Die in Deutschland seit 1998 verbotene türkisch-linksextremistische Organisation DHKP-C strebt die revolutionäre Zerschlagung des türkischen Staats- und Gesellschaftsgefüges und die Errichtung einer klassenlosen Gesellschaft auf der Grundlage des Marxismus-Leninismus an. Neben dem türkischen Staat sieht sie ihren Hauptfeind in den USA, da dort Imperialismus und „kapitalistische Ausbeutung“ herrschten. In Europa versucht die DHKP-C Anhänger für ihre Ziele zu gewinnen.

In Deutschland kam es – wie bereits in den Jahren zuvor – auch 2010 zu Ermittlungsverfahren und Anklagen der Generalbundesanwaltschaft gegen DHKP-C Funktionäre und Aktivisten sowie deren Verurteilung durch Strafgerichte. Zudem verstarb am 11. August 2008 der DHKP-C-Führer Dursun KARATAS, dessen Nachfolger noch immer nicht bestimmt wurde. Die daraus folgende erhebliche personelle Schwächung hält an.

Die DHKP-C wird seit dem Jahr 2002 in der EU-Liste der terroristischen Organisationen geführt.

 

“Liberation Tigers of Tamil Eelam“ (LTTE)
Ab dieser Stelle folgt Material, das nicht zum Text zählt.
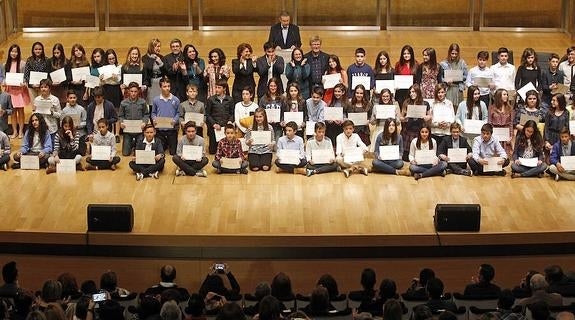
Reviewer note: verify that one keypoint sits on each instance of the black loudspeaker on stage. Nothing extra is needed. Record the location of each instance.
(110, 217)
(457, 217)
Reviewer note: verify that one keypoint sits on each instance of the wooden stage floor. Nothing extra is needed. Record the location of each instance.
(282, 210)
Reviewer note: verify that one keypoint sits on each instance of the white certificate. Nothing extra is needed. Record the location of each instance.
(108, 71)
(525, 117)
(473, 126)
(101, 152)
(133, 126)
(261, 137)
(230, 163)
(492, 165)
(92, 81)
(528, 162)
(322, 156)
(29, 162)
(287, 156)
(389, 152)
(58, 76)
(330, 80)
(363, 80)
(384, 84)
(164, 123)
(425, 156)
(402, 81)
(80, 74)
(132, 77)
(482, 82)
(358, 118)
(333, 114)
(273, 115)
(309, 128)
(220, 134)
(296, 117)
(351, 155)
(198, 118)
(568, 162)
(522, 92)
(385, 111)
(457, 155)
(14, 79)
(145, 157)
(43, 106)
(453, 75)
(66, 166)
(194, 153)
(442, 115)
(36, 77)
(416, 111)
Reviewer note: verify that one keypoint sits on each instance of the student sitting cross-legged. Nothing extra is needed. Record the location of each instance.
(230, 147)
(346, 141)
(103, 138)
(422, 143)
(563, 148)
(66, 146)
(290, 141)
(389, 137)
(485, 146)
(319, 142)
(190, 167)
(149, 143)
(528, 145)
(455, 141)
(36, 141)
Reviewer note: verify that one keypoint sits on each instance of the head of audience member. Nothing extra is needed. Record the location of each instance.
(51, 291)
(328, 281)
(319, 300)
(387, 289)
(368, 279)
(392, 310)
(486, 273)
(422, 312)
(111, 310)
(281, 287)
(539, 310)
(168, 273)
(434, 288)
(554, 274)
(262, 289)
(270, 308)
(10, 272)
(538, 283)
(89, 287)
(231, 311)
(69, 285)
(109, 279)
(170, 311)
(506, 300)
(196, 305)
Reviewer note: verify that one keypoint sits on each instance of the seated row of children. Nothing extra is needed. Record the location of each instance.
(427, 156)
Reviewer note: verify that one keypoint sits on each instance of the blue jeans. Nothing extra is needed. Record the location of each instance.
(387, 166)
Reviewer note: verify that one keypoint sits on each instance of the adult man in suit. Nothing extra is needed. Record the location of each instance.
(455, 141)
(285, 34)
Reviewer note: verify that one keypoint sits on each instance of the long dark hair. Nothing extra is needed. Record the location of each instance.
(471, 103)
(536, 138)
(9, 58)
(42, 129)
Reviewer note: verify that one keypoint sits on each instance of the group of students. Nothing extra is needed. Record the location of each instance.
(178, 85)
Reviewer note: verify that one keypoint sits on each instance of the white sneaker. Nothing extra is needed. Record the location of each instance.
(201, 173)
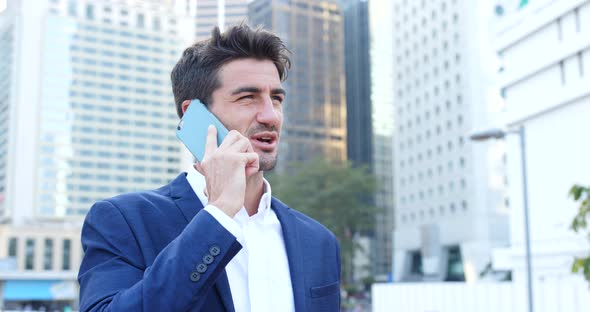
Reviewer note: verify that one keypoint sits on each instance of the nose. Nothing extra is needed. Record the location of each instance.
(268, 113)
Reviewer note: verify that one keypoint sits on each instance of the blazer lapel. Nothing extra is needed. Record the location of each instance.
(188, 202)
(294, 251)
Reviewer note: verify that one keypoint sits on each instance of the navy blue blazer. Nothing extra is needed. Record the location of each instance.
(160, 251)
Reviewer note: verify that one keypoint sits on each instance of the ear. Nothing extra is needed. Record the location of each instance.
(185, 105)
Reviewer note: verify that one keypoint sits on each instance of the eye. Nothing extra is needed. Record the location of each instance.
(246, 97)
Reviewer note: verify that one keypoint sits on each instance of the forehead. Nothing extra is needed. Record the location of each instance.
(249, 72)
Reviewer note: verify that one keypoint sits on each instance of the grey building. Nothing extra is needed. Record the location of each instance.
(368, 51)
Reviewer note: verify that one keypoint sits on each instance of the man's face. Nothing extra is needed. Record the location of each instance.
(250, 101)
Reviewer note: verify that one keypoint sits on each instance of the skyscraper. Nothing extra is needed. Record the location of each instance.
(382, 125)
(315, 110)
(450, 195)
(358, 81)
(548, 94)
(369, 83)
(90, 103)
(86, 112)
(223, 13)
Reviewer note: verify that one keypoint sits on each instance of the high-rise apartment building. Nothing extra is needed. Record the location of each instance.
(544, 53)
(86, 112)
(382, 128)
(369, 89)
(315, 109)
(90, 108)
(449, 193)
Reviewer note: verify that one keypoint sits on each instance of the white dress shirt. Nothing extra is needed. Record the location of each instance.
(258, 275)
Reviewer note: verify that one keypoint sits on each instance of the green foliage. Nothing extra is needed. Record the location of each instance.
(337, 195)
(580, 224)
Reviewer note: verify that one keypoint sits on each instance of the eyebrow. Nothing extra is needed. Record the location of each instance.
(257, 90)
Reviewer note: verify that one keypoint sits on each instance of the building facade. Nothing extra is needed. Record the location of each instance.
(222, 13)
(548, 94)
(450, 201)
(315, 109)
(86, 112)
(382, 125)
Ziel der LTTE ist es, in Sri Lanka einen eigenen Tamilenstaat („Tamil Eelam“) sozialistischer Prägung zu gründen. Dieses Ziel ist mit der militärischen Zerschlagung der LTTE im Frühjahr 2009 durch sri-lankische Regierungstruppen in unerreichbare Ferne gerückt. Der Bürgerkrieg forderte mehr als 80.000 Menschenleben.
In Deutschland tritt die LTTE, die ihren zentralen Sitz in Oberhausen/NRW hat, nicht offen auf. Ihre Funktionäre/Aktivisten bemühen sich fortgesetzt unter den tamilischen Flüchtlingen und Zuwanderern für die Ziele der Organisation zu werben und zur Deckung ihres Finanzbedarfs Geld zu beschaffen. Aufgrund eines Ermittlungsverfahrens des Generalbundesanwaltes wurde am 19. August 2010 Anklage gegen die Kader der Deutschlandzentrale erhoben. Der Prozess gegen die LTTE-Funktionäre wurde am 22. März 2011 vor dem OLG Düsseldorf eröffnet und dauert derzeit noch an. Die LTTE befindet sich nicht nur in Deutschland in einem Umstrukturierungsprozess, in dem zwischen verschiedenen Strömungen um eine neue Ausrichtung konkurriert wird.

Zu den herausragenden überregionalen Veranstaltungen der LTTE zählt der jährlich im November durchgeführte so genannte Heldengedenktag zu Ehren der für ein unabhängiges „Tamil Eelam“ gefallenen Kämpfer der LTTE. Im Jahr 2010 fand dieser Gedenktag in Dortmund mit mehreren tausend Teilnehmern, darunter auch Tamilen aus Rheinland-Pfalz, statt.

Wegen ihrer in der Vergangenheit zahlreich begangenen Sprengstoff-/ Selbstmordanschläge in Sri Lanka wird die LTTE seit 2006 in der EU-Liste der terroristischen Organisationen geführt.